By Rory L. Aronsky | February 9, 2006

Atansio doesn’t know why he’s thinking of his brother-in-law, Edmilson Andre, mowing the grounds at the Jockey Club horse track. The w***e he spent his last birthday with is also in his mind, though she’s an enigma too. That’s good for us as we are treated to deep, rich Brazilian cinematography by Rodrigo Monte and a wry tale by writer/director Anne Pinheiro Gumarães. Atansio’s small apartment, cigarette smoke blown at the ceiling which actually makes the ceiling look brighter, and his stroll through the city show him at odds with himself. Maybe he wants something from his brother-in-law. Money. He might see success in what Edmilson does there. There could be an opportunity there for him.

Gumarães doesn’t allow us to rest during “Desejo” and thankfully so. The race track looks too big for one person to mow, and Louis Armstrong’s “What a Wonderful World” is ironically played on the soundtrack. Atansio keeps moving from thought to thought His job as the doorman at an apartment is a dead end, so maybe he wants a new life. There’s never major action in his life, and Guamarães highlights this in a scene where he alarms a stout gray-haired woman by playing to her fear in telling her that he’d rather fall back from shock than from a third story window. Upstairs, she shuts out the light from her windows out of fear of accidentally falling from the third story and lives happily with her parrot, among an insane number of plants. It looks like a new rainforest in there.
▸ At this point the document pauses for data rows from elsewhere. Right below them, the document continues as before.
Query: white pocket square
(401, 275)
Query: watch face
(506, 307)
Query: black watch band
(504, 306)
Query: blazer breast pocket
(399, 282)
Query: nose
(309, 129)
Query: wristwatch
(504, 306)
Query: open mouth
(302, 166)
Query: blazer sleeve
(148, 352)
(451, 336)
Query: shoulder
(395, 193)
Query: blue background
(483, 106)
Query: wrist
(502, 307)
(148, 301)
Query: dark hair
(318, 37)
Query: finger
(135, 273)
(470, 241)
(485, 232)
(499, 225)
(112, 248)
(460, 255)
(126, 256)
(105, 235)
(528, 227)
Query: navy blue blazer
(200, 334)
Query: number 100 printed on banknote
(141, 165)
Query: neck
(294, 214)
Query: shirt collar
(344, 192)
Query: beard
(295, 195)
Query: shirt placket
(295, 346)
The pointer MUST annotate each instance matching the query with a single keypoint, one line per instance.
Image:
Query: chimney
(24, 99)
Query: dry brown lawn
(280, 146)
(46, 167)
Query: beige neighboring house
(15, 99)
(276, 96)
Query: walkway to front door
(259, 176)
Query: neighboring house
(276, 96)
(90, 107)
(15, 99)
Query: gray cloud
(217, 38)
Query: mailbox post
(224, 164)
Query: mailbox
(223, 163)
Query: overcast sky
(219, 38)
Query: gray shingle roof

Gumarães is not into easy answers. To her, there are no easy answers when it comes to trying to figure someone out. If the study of a person is done right, then an audience keeps asking questions as they are watching. There is no idleness, even with a scene where Atansio goes to the corner bar for toast and coffee with lots of sugar. She is also fond of the ominiscent narrator from books, as the story of Atansio is told in voiceover, as he goes from place to place, with the voice following and announcing Atansio’s intentions. Wagner Moura, who plays Atansio, also has one of those conflicted faces. He looks leisurely and he could also be stupid, but he could also be shrewd and calculating. Atansio’s only true trait is his determination. The rest of this worthy journey is up to us.